Gene regulation of neurokinin B and its receptor NK3 in late pregnancy and pre-eclampsia

School of Life Sciences, Kingston University London, Penrhyn Road, Kingston-upon-Thames, Surrey, UK.
Molecular Human Reproduction (Impact Factor: 3.75). 08/2006; 12(7):427-33. DOI: 10.1093/molehr/gal025
Source: PubMed


Elevated circulating levels of the tachykinin, neurokinin B (NKB), have been observed in women with pre-eclampsia during the third trimester of pregnancy. Currently, the molecular mechanisms responsible for these increased levels remain unknown.

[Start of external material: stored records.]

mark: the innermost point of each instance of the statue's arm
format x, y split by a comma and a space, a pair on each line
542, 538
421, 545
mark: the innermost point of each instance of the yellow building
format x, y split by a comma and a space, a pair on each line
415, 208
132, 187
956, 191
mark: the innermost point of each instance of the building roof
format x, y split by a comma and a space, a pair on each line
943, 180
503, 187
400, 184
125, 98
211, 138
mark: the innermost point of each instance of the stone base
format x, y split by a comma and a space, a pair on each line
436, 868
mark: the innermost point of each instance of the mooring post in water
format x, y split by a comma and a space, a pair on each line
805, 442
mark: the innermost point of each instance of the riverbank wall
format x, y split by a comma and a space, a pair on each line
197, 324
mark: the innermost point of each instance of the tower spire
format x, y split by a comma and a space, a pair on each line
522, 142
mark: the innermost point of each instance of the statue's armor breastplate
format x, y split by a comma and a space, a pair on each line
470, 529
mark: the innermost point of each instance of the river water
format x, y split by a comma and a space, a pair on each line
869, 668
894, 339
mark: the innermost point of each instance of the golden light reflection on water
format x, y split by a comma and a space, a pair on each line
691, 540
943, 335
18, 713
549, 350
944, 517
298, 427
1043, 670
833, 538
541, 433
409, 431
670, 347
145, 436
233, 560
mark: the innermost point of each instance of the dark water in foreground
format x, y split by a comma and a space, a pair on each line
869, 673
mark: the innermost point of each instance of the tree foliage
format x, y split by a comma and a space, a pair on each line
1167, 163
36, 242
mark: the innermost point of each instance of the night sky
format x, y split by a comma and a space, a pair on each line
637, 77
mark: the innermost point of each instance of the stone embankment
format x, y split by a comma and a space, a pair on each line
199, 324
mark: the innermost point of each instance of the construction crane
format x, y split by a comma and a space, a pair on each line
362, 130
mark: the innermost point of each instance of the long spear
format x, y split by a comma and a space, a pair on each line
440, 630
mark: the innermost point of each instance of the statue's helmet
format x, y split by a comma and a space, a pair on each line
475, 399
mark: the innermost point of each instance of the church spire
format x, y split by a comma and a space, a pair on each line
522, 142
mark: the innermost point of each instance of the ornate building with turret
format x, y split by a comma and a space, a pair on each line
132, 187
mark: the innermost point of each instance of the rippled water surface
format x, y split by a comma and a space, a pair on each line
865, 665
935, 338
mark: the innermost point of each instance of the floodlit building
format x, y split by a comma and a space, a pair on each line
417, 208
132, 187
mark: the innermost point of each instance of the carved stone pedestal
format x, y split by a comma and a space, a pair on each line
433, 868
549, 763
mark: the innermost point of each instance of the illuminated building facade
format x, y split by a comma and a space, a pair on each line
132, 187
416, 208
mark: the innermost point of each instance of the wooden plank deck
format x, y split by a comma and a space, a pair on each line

To understand the molecular regulation, we have compared the differences in gene expression of the tachykinins and their receptors in control and pre-eclamptic placentae and the responses of the TAC3 gene encoding NKB to proposed physiological triggers of pre-eclampsia including hypoxia and oxidative stress using real-time quantitative PCR. We have determined the placenta to be the main site of TAC3 expression with levels 2.6-fold higher than the brain. TAC3 expression was found to be significantly higher in pre-eclamptic placenta (1.7-fold, P < 0.05) than in normal controls. No evidence was found that hypoxia and oxidative stress were responsible for increases in TAC3 expression. In rat placenta, a longitudinal study in normal late pregnancy was associated with a significant down-regulation of the NKB/NK3 ligand-receptor pair (P < 0.05). The present data suggest that the increased placental expression of TAC3 is part of the mechanism leading to the increased circulating levels of NKB in pre-eclampsia.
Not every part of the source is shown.